The image sensor of a digital camera does not directly capture digital data. Instead, it captures light signal as analog data and then uses an analog-to-digital converter (ADC) to convert the fluctuating voltages of the light analog signals into digital strings of ones and zeroes. If an incoming signal exceeds the voltage limit of the ADC, the ADC will cut it off (i.e., flatlines at the maximum voltage). This phenomenon is familiar as “saturation” in digital images — when, for instance, a sky that looks blue to the naked eye is captured by your camera as white; we then say that the sky has overexposed or “blown out.”

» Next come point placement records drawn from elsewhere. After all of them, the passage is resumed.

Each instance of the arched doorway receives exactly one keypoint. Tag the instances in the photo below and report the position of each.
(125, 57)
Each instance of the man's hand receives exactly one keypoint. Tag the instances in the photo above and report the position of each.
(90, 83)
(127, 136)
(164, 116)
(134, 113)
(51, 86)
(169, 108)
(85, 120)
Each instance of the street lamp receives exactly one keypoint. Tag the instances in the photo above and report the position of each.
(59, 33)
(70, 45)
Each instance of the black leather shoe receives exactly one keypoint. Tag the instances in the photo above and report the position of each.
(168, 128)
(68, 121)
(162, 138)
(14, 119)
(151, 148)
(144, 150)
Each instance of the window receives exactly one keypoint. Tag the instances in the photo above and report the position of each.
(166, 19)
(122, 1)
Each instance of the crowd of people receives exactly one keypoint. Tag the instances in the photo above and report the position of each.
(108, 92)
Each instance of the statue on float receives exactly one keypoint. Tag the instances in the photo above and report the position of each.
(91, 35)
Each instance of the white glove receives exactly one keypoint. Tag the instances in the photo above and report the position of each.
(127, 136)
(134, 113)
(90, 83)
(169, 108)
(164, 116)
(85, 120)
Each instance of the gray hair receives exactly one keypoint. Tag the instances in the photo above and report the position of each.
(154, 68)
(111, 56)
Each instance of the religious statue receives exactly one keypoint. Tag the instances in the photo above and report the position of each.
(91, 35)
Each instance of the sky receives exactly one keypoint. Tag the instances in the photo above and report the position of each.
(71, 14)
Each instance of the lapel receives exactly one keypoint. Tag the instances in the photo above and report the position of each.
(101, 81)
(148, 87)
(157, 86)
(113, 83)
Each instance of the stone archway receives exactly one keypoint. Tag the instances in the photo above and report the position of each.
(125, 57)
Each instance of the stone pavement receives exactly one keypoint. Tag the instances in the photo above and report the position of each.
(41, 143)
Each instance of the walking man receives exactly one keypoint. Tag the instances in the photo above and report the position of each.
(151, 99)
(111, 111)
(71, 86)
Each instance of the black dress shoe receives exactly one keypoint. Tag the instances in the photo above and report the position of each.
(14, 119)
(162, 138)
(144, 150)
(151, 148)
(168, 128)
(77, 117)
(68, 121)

There are a number of tricks you can use to avoid blown-out skies — and thus capture back that blue sky:

  • Expose for the sky. Point your camera toward the sky, press the AE-L (Auto Exposure Lock) button on your camera (if there is one) to lock exposure on the sky, then recompose to take your shot. The sky will turn out blue — though the rest of the image might now appear too dark. You could also dial in a negative exposure compensation to darken the sky and bring out the real blue color.
  • Shoot using the HDR feature (if your camera has it). With one press of the shutter button, the camera takes a number of shots at different exposure (e.g., one shot exposing for the bright sky and a second shot exposing for the darker foreground), then merges the best exposed parts of the images together to produce one photo with the sky (top) and foreground (bottom) parts perfectly exposed. You can also opt to do that merging yourself manually in Photoshop or another image editing software.
  • Use a Graduated Neutral Density (ND) Filter on your lens. That will darken the sky part of the image while leaving the bottom part unaffected. If you expose for the bottom part, the sky will be underexposed (due to the Graduated ND Filter’s effect, and which will prevent the sky from overexposing), thus giving you a picture with both top and bottom parts of the image properly exposed.

In the future, we may not need to do any of these adjustments anymore. Researchers from MIT and the Technical University of Munich have put forward a technique that they call “Unlimited Sampling” which, theoretically, can accurately digitize signals whose voltage peaks are far beyond an ADC’s voltage limit. The consequence could be cameras that capture all the gradations of color visible to the human eye (as well as audio that doesn’t skip, and medical and environmental sensors that can handle both long periods of low activity and the sudden signal spikes that are often the events of interest). Maybe, one day we will really realize the promise Kodak made to us a long time ago (with a slight twist): “You Press the Button, [the Camera Does] the Rest.